Phone tier (3-8GB RAM)
Apple's Foundation Models (on-device 3B). Google's Gemini Nano on Pixel. Generic: Qwen 2.5 1.5B, Phi-3-mini. Quantized to Q4. Inference 5-15 tokens/sec on modern phones. Right for: short summaries, autocomplete, tone shifting.
Laptop tier (16-32GB RAM)
Llama 3 8B, Mistral 7B, Qwen 2.5 7B at Q4-Q5. 20-50 tokens/sec on Apple Silicon M3+, similar on RTX 3060+. Right for: serious coding assistance, summarization, RAG with 32K context.
Workstation tier (48GB+)
Llama 70B Q4, Qwen 72B Q4, Mixtral 8x22B. 5-20 tokens/sec depending on GPU. Right for: research, batch processing of documents, locally-hosted assistants.
Frameworks
llama.cpp/Ollama: cross-platform, CPU+GPU, easy.
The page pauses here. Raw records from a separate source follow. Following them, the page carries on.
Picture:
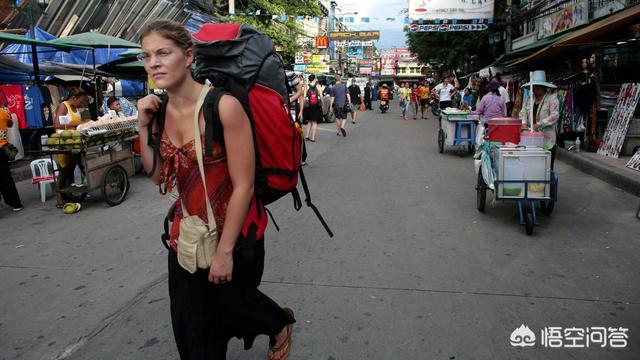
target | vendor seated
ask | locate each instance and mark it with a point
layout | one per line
(67, 162)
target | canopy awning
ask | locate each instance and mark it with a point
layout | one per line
(585, 35)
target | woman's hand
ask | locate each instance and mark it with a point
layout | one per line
(147, 106)
(221, 267)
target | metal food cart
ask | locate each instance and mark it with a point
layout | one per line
(457, 128)
(106, 161)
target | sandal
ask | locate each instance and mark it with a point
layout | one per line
(285, 346)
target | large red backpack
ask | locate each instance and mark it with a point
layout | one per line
(241, 61)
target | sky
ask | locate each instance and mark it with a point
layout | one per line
(391, 34)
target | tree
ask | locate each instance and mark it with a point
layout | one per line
(284, 34)
(466, 51)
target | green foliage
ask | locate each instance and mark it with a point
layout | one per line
(283, 33)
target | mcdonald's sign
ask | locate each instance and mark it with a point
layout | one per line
(322, 42)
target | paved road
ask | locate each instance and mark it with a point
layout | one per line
(414, 272)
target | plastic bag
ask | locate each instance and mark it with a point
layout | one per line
(14, 138)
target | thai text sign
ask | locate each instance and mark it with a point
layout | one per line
(573, 15)
(450, 9)
(354, 35)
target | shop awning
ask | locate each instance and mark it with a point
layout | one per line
(585, 35)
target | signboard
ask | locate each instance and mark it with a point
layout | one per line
(573, 15)
(322, 42)
(354, 43)
(354, 35)
(448, 27)
(314, 69)
(450, 9)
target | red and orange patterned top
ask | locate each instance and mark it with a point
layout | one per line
(180, 169)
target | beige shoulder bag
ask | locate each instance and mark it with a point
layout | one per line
(198, 240)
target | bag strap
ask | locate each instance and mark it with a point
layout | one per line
(198, 144)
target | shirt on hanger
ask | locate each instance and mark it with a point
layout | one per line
(15, 103)
(33, 101)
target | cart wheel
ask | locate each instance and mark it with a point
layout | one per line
(73, 196)
(547, 208)
(115, 185)
(481, 189)
(528, 223)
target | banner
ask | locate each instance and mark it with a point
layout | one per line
(322, 42)
(354, 35)
(450, 9)
(573, 15)
(448, 27)
(314, 69)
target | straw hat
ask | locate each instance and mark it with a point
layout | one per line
(539, 77)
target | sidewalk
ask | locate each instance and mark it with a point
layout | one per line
(609, 170)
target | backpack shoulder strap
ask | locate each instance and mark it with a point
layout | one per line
(213, 126)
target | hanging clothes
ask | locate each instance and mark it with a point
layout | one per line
(15, 102)
(33, 102)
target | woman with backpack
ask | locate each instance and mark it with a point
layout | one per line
(312, 107)
(211, 305)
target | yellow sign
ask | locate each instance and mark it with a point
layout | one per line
(314, 69)
(355, 35)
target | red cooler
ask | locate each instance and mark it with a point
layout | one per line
(504, 130)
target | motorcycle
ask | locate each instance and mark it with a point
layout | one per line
(384, 106)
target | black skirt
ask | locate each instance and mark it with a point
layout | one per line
(206, 316)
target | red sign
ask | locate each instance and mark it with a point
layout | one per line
(322, 42)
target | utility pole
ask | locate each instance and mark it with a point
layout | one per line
(507, 43)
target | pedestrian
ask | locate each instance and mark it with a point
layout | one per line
(405, 98)
(546, 111)
(367, 96)
(415, 100)
(424, 98)
(445, 92)
(312, 107)
(210, 306)
(491, 105)
(7, 185)
(340, 100)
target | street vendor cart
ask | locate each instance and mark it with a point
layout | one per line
(515, 172)
(106, 158)
(457, 128)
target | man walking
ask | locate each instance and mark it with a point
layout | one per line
(356, 100)
(339, 100)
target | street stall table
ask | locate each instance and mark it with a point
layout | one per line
(106, 158)
(457, 128)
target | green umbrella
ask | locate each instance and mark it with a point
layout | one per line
(95, 40)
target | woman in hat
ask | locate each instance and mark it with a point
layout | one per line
(546, 111)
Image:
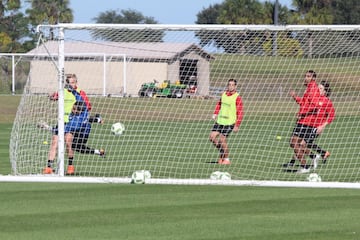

MLX (Apple): fastest on Apple Silicon. TensorRT-LLM (NVIDIA): fastest on RTX. Core ML / TFLite: phones. Pick by platform.
What to expect
Cold start matters (model load: 1-10 sec). Context length costs RAM linearly (8K is fine; 32K+ is heavy). Quality on small models won't match GPT-4 on hard tasks but matches it on common tasks for many users.